It is not news that the online digital availability of increasing amounts of text and data are likely to change the entire epistemology of much of science. We are also well aware that in some areas, not least genomics, the sheer amounts of data are likely to break existing structures, which will provide many opportunities but will also require novel approaches and architectures. To this end, I have been leading a BBSRC delegation to the USA to visit a variety of funders, users and industries to compare thinking so as to ensure that we are well placed to position ourselves to advantage. A full report will be produced in due course, but this blog will give a brief overview of some of the places we visited.

Our first visit was to Alex Szalay at Johns Hopkins, who has built a Graywulf computer for storing and assisting reasoning about very large (Petabyte) datasets.

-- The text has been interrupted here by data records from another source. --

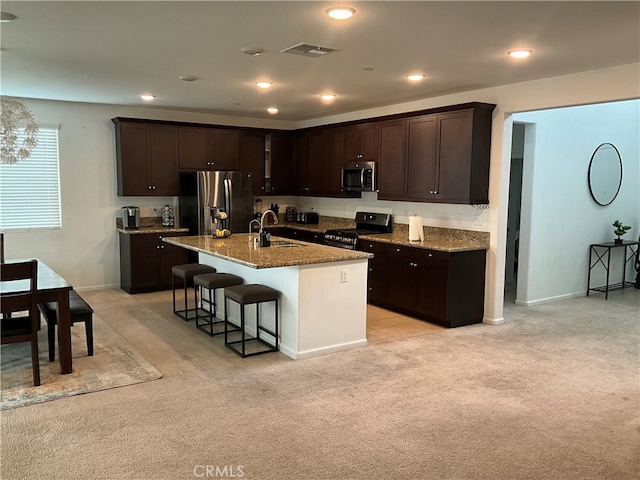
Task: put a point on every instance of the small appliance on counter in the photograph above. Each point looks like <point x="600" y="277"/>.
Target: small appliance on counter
<point x="366" y="224"/>
<point x="130" y="217"/>
<point x="290" y="214"/>
<point x="308" y="218"/>
<point x="167" y="216"/>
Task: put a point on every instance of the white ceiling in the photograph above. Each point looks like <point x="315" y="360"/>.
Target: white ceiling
<point x="111" y="52"/>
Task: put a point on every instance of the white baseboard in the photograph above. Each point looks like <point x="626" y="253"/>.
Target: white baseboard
<point x="541" y="301"/>
<point x="493" y="321"/>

It is at least plausible that this architecture will be useful for genomics data, such as those we shall be generating at TGAC. We then visited a number of funders in DC, including the National Science Foundation, the National Centre for Biotechnology Information, the Department of Energy’s Office of Science, and the Executive Office of Science and Technology of the President. There was a considerable degree of consonance about the importance of these issues regarding hardware, software and training, albeit some funders were more advanced in their thinking than others. I found the GTL knowledgebase of considerable interest as one way forward for attacking the problems of federated systems biology data.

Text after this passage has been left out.